Voi siete l'esempio pratico di questa filosofia...
«Io ho iniziato facendo fumetti, poi mi sono messo a scrivere, a fare teatro, poi la guida ambientale. Ho lavorato con i bambini, con i disabili... Mio padre ha iniziato come pittore e architetto, poi ha mollato e ha fatto l'attore, il regista e così via. Trovare la propria strada attraverso la sperimentazione è ciò che la scuola non insegna. La scuola insegna verità assolute che bisogna apprendere, e non ricercare. Tra l'altro generalmente sono false. La più grande che viene taciuta è come funziona concretamente il mondo: non sappiamo nulla di come sono fatti gli atomi, come funziona la fotosintesi clorofilliana, perché l'erba è verde... Come diceva Loris Malaguzzi, uno dei più grandi pedagogisti italiani, bisogna insegnare la curiosità e non le informazioni».

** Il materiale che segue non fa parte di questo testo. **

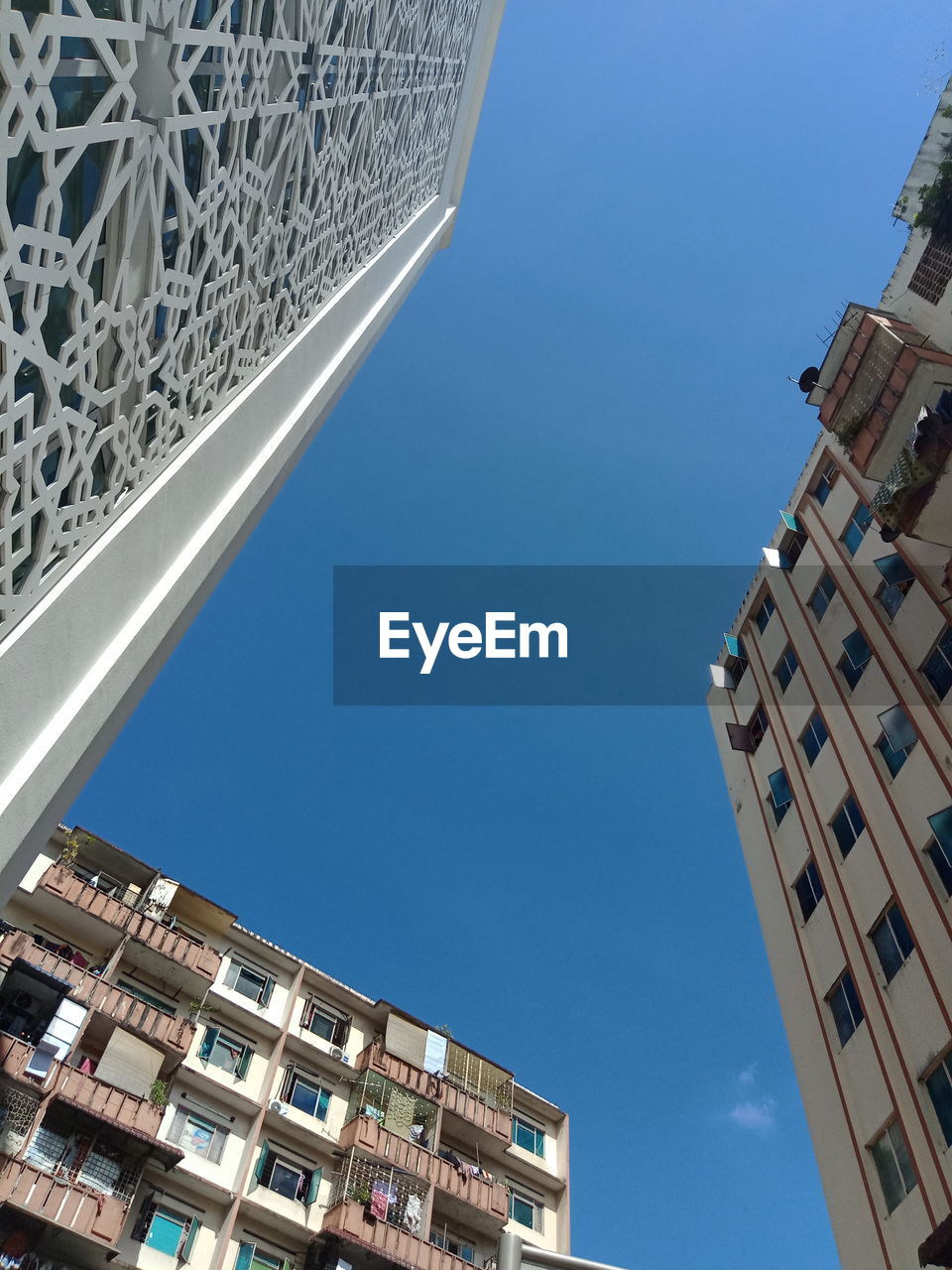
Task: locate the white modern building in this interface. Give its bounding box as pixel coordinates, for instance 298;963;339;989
0;828;568;1270
0;0;503;894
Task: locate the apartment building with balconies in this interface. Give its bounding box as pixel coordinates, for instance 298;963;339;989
801;69;952;546
0;826;568;1270
708;435;952;1270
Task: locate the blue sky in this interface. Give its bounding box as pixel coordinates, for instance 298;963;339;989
66;0;952;1270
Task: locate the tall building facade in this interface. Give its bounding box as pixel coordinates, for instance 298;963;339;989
708;73;952;1270
0;0;503;893
0;828;568;1270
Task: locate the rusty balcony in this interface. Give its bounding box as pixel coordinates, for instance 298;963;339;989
40;865;221;983
322;1199;484;1270
357;1040;513;1146
0;1160;128;1247
0;931;195;1058
808;305;952;481
339;1115;509;1225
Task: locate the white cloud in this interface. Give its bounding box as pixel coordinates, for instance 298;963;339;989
727;1096;776;1134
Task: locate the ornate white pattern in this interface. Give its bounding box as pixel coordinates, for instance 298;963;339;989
0;0;480;634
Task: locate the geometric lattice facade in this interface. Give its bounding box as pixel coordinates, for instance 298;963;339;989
0;0;480;638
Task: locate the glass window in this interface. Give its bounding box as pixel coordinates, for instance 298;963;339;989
840;503;872;555
923;626;952;701
830;794;866;860
808;572;837;622
870;904;915;983
870;1124;916;1212
826;971;863;1045
774;644;799;693
799;710;829;767
874;554;915;617
287;1076;330;1120
925;1054;952;1147
813;463;839;507
513;1115;545;1156
754;595;776;635
793;856;822;922
837;630;872;689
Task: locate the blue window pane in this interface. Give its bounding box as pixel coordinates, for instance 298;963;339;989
145;1207;185;1257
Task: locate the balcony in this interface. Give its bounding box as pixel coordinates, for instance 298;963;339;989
808;305;952;481
357;1040;513;1146
322;1199;472;1270
0;931;195;1058
339;1115;509;1225
40;865;221;983
0;1160;128;1247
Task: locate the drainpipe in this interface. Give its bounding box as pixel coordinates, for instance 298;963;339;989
209;962;304;1270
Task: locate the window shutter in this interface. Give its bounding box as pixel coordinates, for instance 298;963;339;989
235;1045;251;1080
178;1216;202;1261
725;722;757;754
198;1028;219;1063
331;1015;350;1049
255;1142;272;1183
169;1106;187;1142
130;1192;158;1243
304;1169;322;1204
208;1128;228;1165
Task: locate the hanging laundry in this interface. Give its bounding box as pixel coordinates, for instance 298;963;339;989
404;1195;422;1234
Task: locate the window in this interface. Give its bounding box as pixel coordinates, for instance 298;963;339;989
235;1242;292;1270
725;702;770;754
509;1187;544;1232
198;1028;254;1080
774;644;799;693
826;970;863;1045
430;1226;476;1261
300;997;350;1049
923;626;952;701
767;767;793;825
793;856;822;922
874;554;915;617
830;794;866;860
837;631;872;689
876;706;919;776
925;1054;952;1147
799;710;829;767
225;957;274;1006
254;1142;321;1204
169;1106;228;1165
925;807;952;897
132;1193;202;1261
870;904;915;983
281;1071;330;1120
513;1115;545;1157
807;572;837;622
754;595;776;635
870;1123;916;1212
813;463;839;507
840;503;872;555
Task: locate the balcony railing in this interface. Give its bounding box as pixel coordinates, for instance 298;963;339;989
340;1115;509;1223
357;1042;513;1143
322;1199;472;1270
0;1160;127;1246
0;931;195;1058
40;865;221;981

Immagino che a casa sua la curiosità fosse coltivata tantissimo...
«Sì, i miei raccontavano storie incredibili: leggende, battaglie, viaggi. E storie inventate completamente: mio padre mi raccontava "Pinocchio" ma era un investigatore privato che fregava sempre il Gatto e la Volpe».

Lei, oggi, come si descriverebbe?
«Sono una persona che sta cercando di capire come funziona».